Goodbye

The moving images on the auditorium's giant screens moved back and fourth, each dot representing a hero or an enemy. Together, they told a grim tale. Waiting in the increasingly silent room, Rebekah was torn between staying here in safety, trusting in more experienced heroes, and the desire to go and do what she could, however big or small that might be.

Then that guy stood up. She couldn't even have said what he looked like or even the words he used, but his declaration jolted her out of her indecision. He rushed for the door, and she went for the windows. The city below was shrouded in clouds of the aliens' dark smoke, but there were enough gaps for her to get a view of the ground. She pressed her face had against the cold glass and in a flash, she was gone, and landed on the ground.

A storm of noise, sights and smell assaulted her in an instant. Broken concrete was piled all over the street as more large grey building towered above. Sirens, explosions, creams from everywhere even though she couldn't see anyone else around, and that stink! The smog was crushing with its intensity, and seemed like a weight on all of her limbs. What had seemed awful when represented by crisp coloured dots on screens was terrifyingly real in person.

Something moved, further up the street, followed by a boom as another blast rocked the block. A huge, four-legged walker had just taken another big chunk out of an office block, and the upper floors looked almost ready to collapse in on themselves. And the thing kept on moving towards her.
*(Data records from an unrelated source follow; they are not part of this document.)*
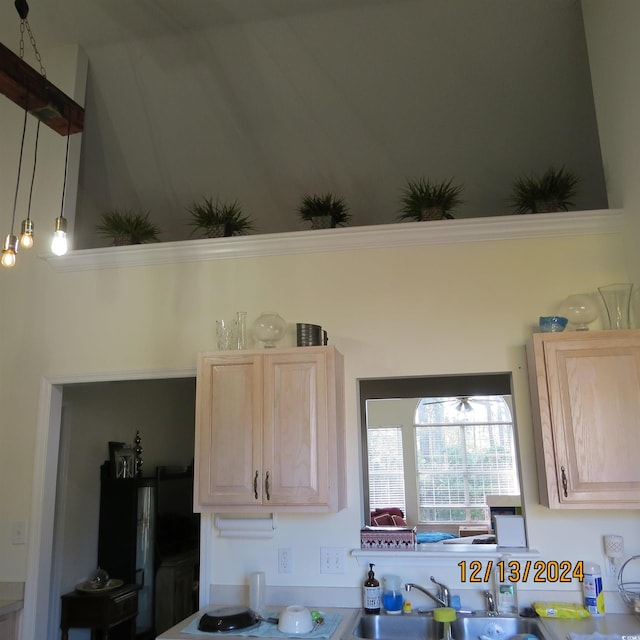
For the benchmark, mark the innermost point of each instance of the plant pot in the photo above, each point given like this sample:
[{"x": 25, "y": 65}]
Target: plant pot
[
  {"x": 432, "y": 213},
  {"x": 216, "y": 231},
  {"x": 321, "y": 222},
  {"x": 546, "y": 206}
]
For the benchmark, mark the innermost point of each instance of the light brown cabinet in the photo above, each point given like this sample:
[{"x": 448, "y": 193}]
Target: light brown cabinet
[
  {"x": 270, "y": 430},
  {"x": 585, "y": 393}
]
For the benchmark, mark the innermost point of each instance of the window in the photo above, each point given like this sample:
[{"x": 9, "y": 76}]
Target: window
[
  {"x": 465, "y": 450},
  {"x": 438, "y": 457}
]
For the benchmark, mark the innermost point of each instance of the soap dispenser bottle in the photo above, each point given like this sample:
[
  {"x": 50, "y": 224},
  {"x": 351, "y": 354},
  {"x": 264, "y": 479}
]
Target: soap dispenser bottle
[{"x": 371, "y": 589}]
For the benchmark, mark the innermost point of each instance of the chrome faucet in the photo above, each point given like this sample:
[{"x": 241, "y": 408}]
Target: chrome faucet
[
  {"x": 491, "y": 603},
  {"x": 443, "y": 599}
]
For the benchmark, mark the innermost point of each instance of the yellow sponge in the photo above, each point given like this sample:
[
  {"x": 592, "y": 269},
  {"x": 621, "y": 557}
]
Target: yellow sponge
[{"x": 444, "y": 614}]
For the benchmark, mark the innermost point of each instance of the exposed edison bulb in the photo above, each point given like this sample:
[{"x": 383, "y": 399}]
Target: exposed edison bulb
[
  {"x": 59, "y": 243},
  {"x": 9, "y": 250},
  {"x": 26, "y": 234}
]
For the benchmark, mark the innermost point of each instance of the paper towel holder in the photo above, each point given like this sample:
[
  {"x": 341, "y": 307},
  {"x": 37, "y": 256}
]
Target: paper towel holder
[{"x": 238, "y": 526}]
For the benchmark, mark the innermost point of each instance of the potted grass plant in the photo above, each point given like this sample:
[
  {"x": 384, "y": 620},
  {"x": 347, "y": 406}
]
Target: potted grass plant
[
  {"x": 324, "y": 211},
  {"x": 126, "y": 226},
  {"x": 426, "y": 200},
  {"x": 553, "y": 190},
  {"x": 218, "y": 219}
]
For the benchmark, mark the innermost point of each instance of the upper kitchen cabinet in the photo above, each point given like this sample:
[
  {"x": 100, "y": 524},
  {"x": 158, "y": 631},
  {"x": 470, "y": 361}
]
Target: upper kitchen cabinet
[
  {"x": 585, "y": 394},
  {"x": 270, "y": 431}
]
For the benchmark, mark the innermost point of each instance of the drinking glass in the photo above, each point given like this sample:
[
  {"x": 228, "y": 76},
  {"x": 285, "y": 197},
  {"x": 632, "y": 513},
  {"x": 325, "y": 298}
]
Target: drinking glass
[
  {"x": 617, "y": 300},
  {"x": 226, "y": 334}
]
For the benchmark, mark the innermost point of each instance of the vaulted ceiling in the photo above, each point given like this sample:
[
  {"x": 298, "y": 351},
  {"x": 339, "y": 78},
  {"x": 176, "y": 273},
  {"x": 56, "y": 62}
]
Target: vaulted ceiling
[{"x": 261, "y": 101}]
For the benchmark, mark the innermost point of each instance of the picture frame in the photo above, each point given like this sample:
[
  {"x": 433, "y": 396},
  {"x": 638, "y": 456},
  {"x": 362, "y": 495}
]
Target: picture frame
[
  {"x": 125, "y": 462},
  {"x": 122, "y": 460}
]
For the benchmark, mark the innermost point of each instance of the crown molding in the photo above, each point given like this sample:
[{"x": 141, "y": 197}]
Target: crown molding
[{"x": 344, "y": 239}]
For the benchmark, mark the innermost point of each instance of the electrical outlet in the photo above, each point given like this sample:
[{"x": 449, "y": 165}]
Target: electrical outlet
[
  {"x": 285, "y": 560},
  {"x": 19, "y": 532},
  {"x": 331, "y": 560}
]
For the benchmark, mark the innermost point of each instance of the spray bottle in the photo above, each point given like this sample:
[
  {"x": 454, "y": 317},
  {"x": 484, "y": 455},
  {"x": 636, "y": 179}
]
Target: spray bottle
[
  {"x": 371, "y": 589},
  {"x": 592, "y": 589}
]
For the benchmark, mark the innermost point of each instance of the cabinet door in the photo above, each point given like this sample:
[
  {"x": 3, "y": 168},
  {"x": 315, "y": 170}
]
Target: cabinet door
[
  {"x": 590, "y": 418},
  {"x": 295, "y": 429},
  {"x": 229, "y": 431}
]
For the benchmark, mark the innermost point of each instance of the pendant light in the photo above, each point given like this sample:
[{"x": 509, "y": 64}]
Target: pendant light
[
  {"x": 10, "y": 244},
  {"x": 32, "y": 91},
  {"x": 59, "y": 244},
  {"x": 26, "y": 229}
]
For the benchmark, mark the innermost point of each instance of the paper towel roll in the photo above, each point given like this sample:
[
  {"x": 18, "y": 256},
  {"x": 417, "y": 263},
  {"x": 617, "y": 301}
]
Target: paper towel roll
[{"x": 257, "y": 590}]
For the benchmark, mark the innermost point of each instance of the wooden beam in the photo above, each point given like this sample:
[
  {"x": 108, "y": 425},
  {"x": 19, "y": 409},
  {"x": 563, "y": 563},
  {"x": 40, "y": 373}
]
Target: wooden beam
[{"x": 19, "y": 81}]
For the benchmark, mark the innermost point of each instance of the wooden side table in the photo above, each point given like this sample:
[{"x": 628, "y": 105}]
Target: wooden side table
[{"x": 100, "y": 612}]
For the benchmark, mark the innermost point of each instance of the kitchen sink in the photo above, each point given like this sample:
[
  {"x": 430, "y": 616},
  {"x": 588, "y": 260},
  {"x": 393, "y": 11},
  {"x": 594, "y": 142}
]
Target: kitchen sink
[
  {"x": 493, "y": 627},
  {"x": 424, "y": 627},
  {"x": 394, "y": 627}
]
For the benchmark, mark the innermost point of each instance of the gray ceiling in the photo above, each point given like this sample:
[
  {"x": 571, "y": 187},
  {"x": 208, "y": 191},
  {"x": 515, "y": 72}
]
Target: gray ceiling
[
  {"x": 261, "y": 101},
  {"x": 96, "y": 22}
]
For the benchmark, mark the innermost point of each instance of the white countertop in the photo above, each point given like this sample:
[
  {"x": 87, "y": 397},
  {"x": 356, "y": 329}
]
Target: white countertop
[
  {"x": 557, "y": 628},
  {"x": 175, "y": 633},
  {"x": 608, "y": 624}
]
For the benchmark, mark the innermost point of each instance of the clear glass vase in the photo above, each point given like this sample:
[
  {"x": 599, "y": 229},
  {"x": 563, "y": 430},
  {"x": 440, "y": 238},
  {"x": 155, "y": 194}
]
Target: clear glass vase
[
  {"x": 241, "y": 329},
  {"x": 617, "y": 301},
  {"x": 269, "y": 328}
]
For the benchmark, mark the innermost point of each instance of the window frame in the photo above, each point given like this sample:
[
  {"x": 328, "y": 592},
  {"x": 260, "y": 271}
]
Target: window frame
[{"x": 426, "y": 386}]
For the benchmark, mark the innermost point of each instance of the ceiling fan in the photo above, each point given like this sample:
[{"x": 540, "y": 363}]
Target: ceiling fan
[{"x": 463, "y": 404}]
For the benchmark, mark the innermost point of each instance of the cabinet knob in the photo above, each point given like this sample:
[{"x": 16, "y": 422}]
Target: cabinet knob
[{"x": 564, "y": 482}]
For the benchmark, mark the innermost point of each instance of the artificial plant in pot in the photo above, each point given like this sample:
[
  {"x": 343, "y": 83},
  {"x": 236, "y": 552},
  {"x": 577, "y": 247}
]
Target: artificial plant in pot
[
  {"x": 426, "y": 200},
  {"x": 553, "y": 190},
  {"x": 125, "y": 226},
  {"x": 324, "y": 211},
  {"x": 219, "y": 219}
]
What was there left to do? When she had jumped out of Hero High, she hadn't taken the time to get any of her gear, not even her super costume. Here she was with no weapons but the rocks at her feet, not protective clothing, nothing to communicate with other heroes. Just her and her wits against this gigantic, regenerating, laser-spewing monster of a machine with nobody else around to help.

Bring it on.

After all, what was being a hero all about? It was helping how you can, and making a difference wherever you saw a need. It wasn't always easy, and it wasn't meant to be. Sometimes you just had to try and see where it took you without knowing how everything was going to end.

The thing had seen her, and was coming on faster now. She focussed on a section of the road and the ground underneath, a cube of material about two metres to a side, and began to shrink it. Tar seal tore along the boundaries of her power as it contracted, until, just as the walker arrived, she was left with an ice-cube sized miniature sitting in the bottom of a pit right as the thing's foot came down.

The walker's foot plunged into her trap, and it staggered for a moment as it righted itself, and that was all she needed. The tiny cube grew again, rushing back to its original size. As it grew, it crushed the walker's leg against the edge of the hole, holding it in place. The giant strained to pull its horrible tentacle-like foot up, but Rebekah did not relent, expanding more and more of the dirt and concrete around the leg. It strained upward and as another foot came forward to strike at the pile, it over balanced and collapsed forward.

With two legs now tangled and the other out behind it, the walker fell from on high, Its big, troop-carrying capsule gaining speed as it hurtled towards the ground where Rebekah was standing until it seemed like it would shatter like a watermelon when it hit the pavement.

All that remained for Rebekah was getting out of the way. She wheeled around, scanning for a safe spot to teleport to. It wasn't easy for her to get a good view with all of the dust the walker had kicked up and its rapidly-growing shadow. She almost had locked onto a spot that might be far enough away when the walker, seeing its own incoming destruction, vented all of its stored up smog. The entire block was enveloped in such a dense cloud that all sight became impossible. It was choking, smothering, all-enveloping. It drove Rebekah to her knees, which hit the pavement mere instants before the walker's capsule.